Mark 2:10–12 But so that you may know that the Son of Man has authority on earth to forgive sins”—he said to the paralytic—“I say to you, stand up, take your mat and go to your home.” And he stood up, and immediately took the mat and went out before all of them…
Mark 5:18f As he was getting into the boat, the man who had been possessed by demons begged him that he might be with him. But Jesus refused, and said to him, “Go home to your friends, and tell them how much the Lord has done for you, and what mercy he has shown you.”
Mark 6:37f But he answered them, “You give them something to eat.” They said to him, “Are we to go and buy two hundred denarii worth of bread, and give it to them to eat?” And he said to them, “How many loaves have you? Go and see.” When they had found out, they said, “Five, and two fish.”
Mark 7:28f But she answered him, “Sir, even the dogs under the table eat the children’s crumbs.” Then he said to her, “For saying that, you may go—the demon has left your daughter.”
Mark 10:21 Jesus, looking at him, loved him and said, “You lack one thing; go, sell what you own, and give the money to the poor, and you will have treasure in heaven; then come, follow me.” [Yikes!]
Mark 10:50–52 So throwing off his cloak, he sprang up and came to Jesus. Then Jesus said to him, “What do you want me to do for you?” The blind man said to him, “My teacher, let me see again.” Jesus said to him, “Go; your faith has made you well.” Immediately he regained his sight and followed him on the way.
Mark 11:2 and said to them, “Go into the village ahead of you, and immediately as you enter it, you will find tied there a colt that has never been ridden; untie it and bring it.

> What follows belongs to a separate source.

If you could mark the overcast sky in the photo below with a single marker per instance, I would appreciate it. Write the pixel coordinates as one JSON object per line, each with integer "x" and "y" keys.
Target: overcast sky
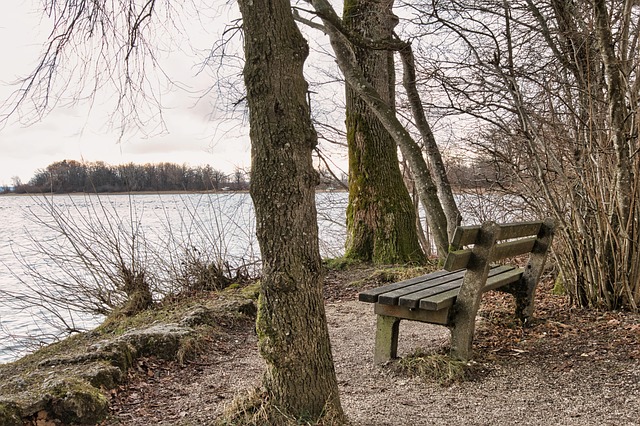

Mark 14:13 So he sent two of his disciples, saying to them, “Go into the city, and a man carrying a jar of water will meet you; follow him…
Mark 14:19–21 They began to be distressed and to say to him one after another, “Surely, not I?” He said to them, “It is one of the twelve, one who is dipping bread into the bowl with me. For the Son of Man goes as it is written of him, but woe to that one by whom the Son of Man is betrayed! It would have been better for that one not to have been born.”
Mark 16:7 But go, tell his disciples and Peter that he is going ahead of you to Galilee; there you will see him, just as he told you.”
The 34th General Congregation of the Society of Jesus said something like this: A Jesuit is a sinner, beloved by God, and sent on mission.
Jesus does not throw us under the bus for sinning. We do that ourselves and usually miss the call to return to him as students-on-mission. What would it be like to listen for Jesus’ voice today in that very way?